A third theme is to show how common computing operations are done. The book contains a relational database system, an assembler and interpreter for a toy computer, a graph-drawing language, a recursive-descent parser for an awk subset, a file-update program based on make, and many other examples. In each case, a short awk program conveys the essence of how something works in a form that you can understand and play with.

We have also tried to illustrate a spectrum of ways to attack programming problems. Rapid prototyping is an approach that awk supports well. A less obvious strategy is divide and conquer: breaking a big job into small components, each concentrating on one aspect of the problem. Another is writing programs that create other programs. Little languages define a good user interface and often suggest a sound implementation.

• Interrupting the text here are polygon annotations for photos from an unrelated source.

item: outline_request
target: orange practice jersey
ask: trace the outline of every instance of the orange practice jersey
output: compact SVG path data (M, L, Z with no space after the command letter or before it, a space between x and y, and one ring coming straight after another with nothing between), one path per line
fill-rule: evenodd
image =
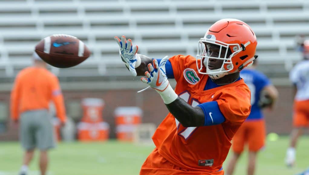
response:
M19 114L27 111L48 109L52 100L60 120L65 122L63 98L57 77L47 69L30 67L18 74L11 94L11 112L12 119L18 119Z
M169 60L177 82L175 91L179 97L193 106L216 101L226 120L217 125L185 128L170 113L156 131L154 142L160 154L179 167L190 171L219 171L231 140L250 113L250 91L243 79L204 91L208 76L198 73L195 58L178 55Z

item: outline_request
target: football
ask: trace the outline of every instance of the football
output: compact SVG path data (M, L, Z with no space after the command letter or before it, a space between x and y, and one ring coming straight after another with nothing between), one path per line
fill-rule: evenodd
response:
M57 67L76 66L90 55L90 51L77 38L64 34L45 38L36 46L35 51L45 62Z

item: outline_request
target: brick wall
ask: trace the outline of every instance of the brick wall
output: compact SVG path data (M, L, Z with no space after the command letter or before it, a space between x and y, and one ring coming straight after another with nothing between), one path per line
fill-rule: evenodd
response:
M279 98L274 110L264 111L268 132L274 132L281 134L288 134L291 129L293 97L290 87L277 87ZM105 102L103 111L104 120L111 126L110 136L115 136L114 111L119 106L136 106L143 111L143 123L153 123L159 125L168 113L168 111L159 96L151 89L140 94L135 90L117 90L107 91L64 91L65 100L80 100L83 98L101 98ZM9 93L0 93L0 101L8 104ZM0 134L0 140L17 139L18 126L7 124L8 131Z

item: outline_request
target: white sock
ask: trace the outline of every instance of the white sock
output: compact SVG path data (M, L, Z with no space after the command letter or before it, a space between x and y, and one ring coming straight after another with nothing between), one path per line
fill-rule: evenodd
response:
M20 171L23 173L27 173L28 171L28 166L25 165L23 165L20 169Z

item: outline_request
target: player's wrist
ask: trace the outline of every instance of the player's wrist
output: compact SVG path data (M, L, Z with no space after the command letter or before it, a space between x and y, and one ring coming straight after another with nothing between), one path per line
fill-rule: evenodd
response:
M166 88L163 91L156 89L155 89L155 90L160 94L164 103L166 104L172 103L178 97L178 95L174 91L169 83Z
M135 67L134 67L136 68L141 65L141 63L142 63L142 59L138 54L136 54L134 55L133 59L136 59L136 63L135 63Z

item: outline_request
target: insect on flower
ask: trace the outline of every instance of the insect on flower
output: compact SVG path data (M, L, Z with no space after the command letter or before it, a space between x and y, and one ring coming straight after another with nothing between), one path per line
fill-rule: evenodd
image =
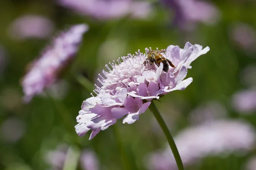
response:
M147 61L148 61L151 63L155 63L157 65L158 67L160 65L161 62L163 63L163 70L166 73L168 72L169 70L169 65L175 68L176 67L172 64L172 63L171 61L165 58L161 53L166 52L166 50L151 50L148 51L148 58L146 59L146 60L143 62L144 65L146 65L146 63Z

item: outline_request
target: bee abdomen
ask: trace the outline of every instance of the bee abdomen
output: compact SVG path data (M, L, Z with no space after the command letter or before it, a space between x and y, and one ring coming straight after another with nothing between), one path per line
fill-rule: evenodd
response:
M163 62L163 70L167 73L168 72L168 70L169 70L169 65L168 65L168 63L166 60L163 61L162 62Z

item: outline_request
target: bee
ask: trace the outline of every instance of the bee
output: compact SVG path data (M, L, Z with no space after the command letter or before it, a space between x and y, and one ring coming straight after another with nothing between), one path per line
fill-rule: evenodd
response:
M172 62L169 60L167 58L166 58L162 55L160 54L161 53L166 52L166 50L151 50L148 51L148 58L146 59L146 60L143 62L144 65L146 65L146 63L147 61L151 63L155 63L157 65L158 67L160 65L161 62L163 63L163 70L166 73L169 70L169 65L173 68L176 68L176 67L172 64Z

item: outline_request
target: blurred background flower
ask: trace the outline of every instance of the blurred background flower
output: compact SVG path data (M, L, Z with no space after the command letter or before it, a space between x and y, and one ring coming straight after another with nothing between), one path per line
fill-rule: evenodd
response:
M222 156L236 152L242 155L253 148L255 132L244 122L216 120L188 128L175 138L184 166L195 164L209 155ZM169 147L150 155L148 169L175 170L176 162Z
M173 11L173 24L180 28L193 29L197 23L215 23L219 17L218 8L209 2L198 0L162 0Z
M83 34L87 29L86 25L73 26L61 33L54 40L52 46L49 46L39 59L31 64L31 68L22 82L26 102L58 79L76 57Z
M186 91L172 92L155 102L177 145L181 146L186 170L254 169L255 9L256 1L250 0L0 0L0 170L59 169L61 166L51 162L67 164L66 155L74 148L79 148L79 156L67 161L72 161L77 170L85 166L87 170L124 169L114 135L116 125L128 153L126 160L134 160L128 164L130 169L147 169L143 160L153 153L157 153L157 166L172 165L169 150L163 150L165 137L149 109L139 122L120 126L118 122L92 141L87 135L78 136L75 118L92 91L77 78L83 75L97 83L98 74L113 60L138 49L144 51L145 47L181 47L188 41L209 46L211 50L192 64L187 77L194 80ZM77 38L68 36L64 41L57 30L65 32L70 26L81 23L90 30L79 34L78 41L83 41L79 48L72 48L75 60L60 79L56 77L51 85L44 87L52 97L40 90L38 97L25 105L20 85L24 68L35 56L52 49L40 52L49 40L53 42L47 46L58 44L61 48L52 50L57 53L44 58L43 74L36 79L29 76L32 82L40 83L42 75L53 73L50 66L60 61L55 54L68 56L66 42ZM59 149L61 144L66 146ZM199 149L195 150L196 147ZM47 154L57 150L57 157ZM87 161L92 159L86 156L83 159L84 151L94 153L95 164L88 165Z
M130 15L145 18L153 12L147 1L133 0L56 0L61 6L71 8L83 15L105 20L121 18Z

Although these ideas are presented here in the context of awk, they are much more generally applicable, and ought to be part of every programmer’s repertoire.

The examples have all been tested directly from the text, which is in machine-readable form. We have tried to make the programs error-free, but we have not added features nor made them proof against all possible invalid inputs, preferring to concentrate on conveying the essentials.

Evolution of the AWK Language

Awk was originally designed and implemented by the authors in 1977, in part as an experiment to see how the Unix tools grep and sed could be generalized to deal with numbers as well as text. It was based on our interests in regular expressions and programmable editors. Although it was meant for writing very short programs, its combination of facilities soon attracted users who wrote significantly larger programs. These larger programs needed features that had not been part of the original implementation, so awk was enhanced in a new version made available in 1985.

The major new feature is the ability for users to define their own functions. Other enhancements include dynamic regular expressions, with text substitution and pattern-matching functions; additional built-in functions and variables; some new operators and statements; input from multiple files; and access to command-line arguments. Error messages have also been improved. The examples in Chapter 1 use only facilities of the original version; many examples in later chapters take advantage of new features.

This version of awk is part of Unix System V Release 3.1. Source code for this version is also available through AT&T’s Unix System Toolchest software distribution system; call 1-201-522-6900 and log in as guest. In Europe, contact AT&T Unix Europe in London (44-1-567-7711); in the Far East, contact AT&T Unix Pacific in Tokyo (81-3-431-3670).

Since awk was developed under Unix, some of its features reflect capabilities usually found only there; these features are used in some of our examples. Furthermore, we have assumed the existence of some Unix utilities, particularly sort, for which exact equivalents may not exist elsewhere. Aside from these limitations, however, awk should be useful in any environment; in particular, it runs on MS-DOS. Further information is available from Addison-Wesley.

Awk is certainly not perfect; it has its share of irregularities, omissions, and just plain bad ideas, and it’s sometimes painfully slow. But it’s also a rich and versatile language, useful in a remarkable number of cases. We hope you’ll find it as valuable as we do.


We are deeply indebted to friends who made comments and suggestions on drafts of this book. We are particularly grateful to Jon Bentley, whose enthusiasm has been an inspiration for years. Jon contributed many ideas and programs derived from his experience using and teaching awk; he also read several drafts with great care. Doug McIlroy also deserves special recognition; his peerless talent as a reader greatly improved the structure and content of the whole book. Others who made helpful comments on the manuscript include Susan Aho, Jaap Akkerhuis, Lorinda Cherry, Chris Fraser, Eric Grosse, Riccardo Gusella, Bob Herbst, Mark Kernighan, John Linderman, Bob Martin, Howard Moscovitz, Gerard Schmitt, Don Swartwout, Howard Trickey, Peter van Eijk, Chris Van Wyk, and Mihalis Yannakakis. We thank them all.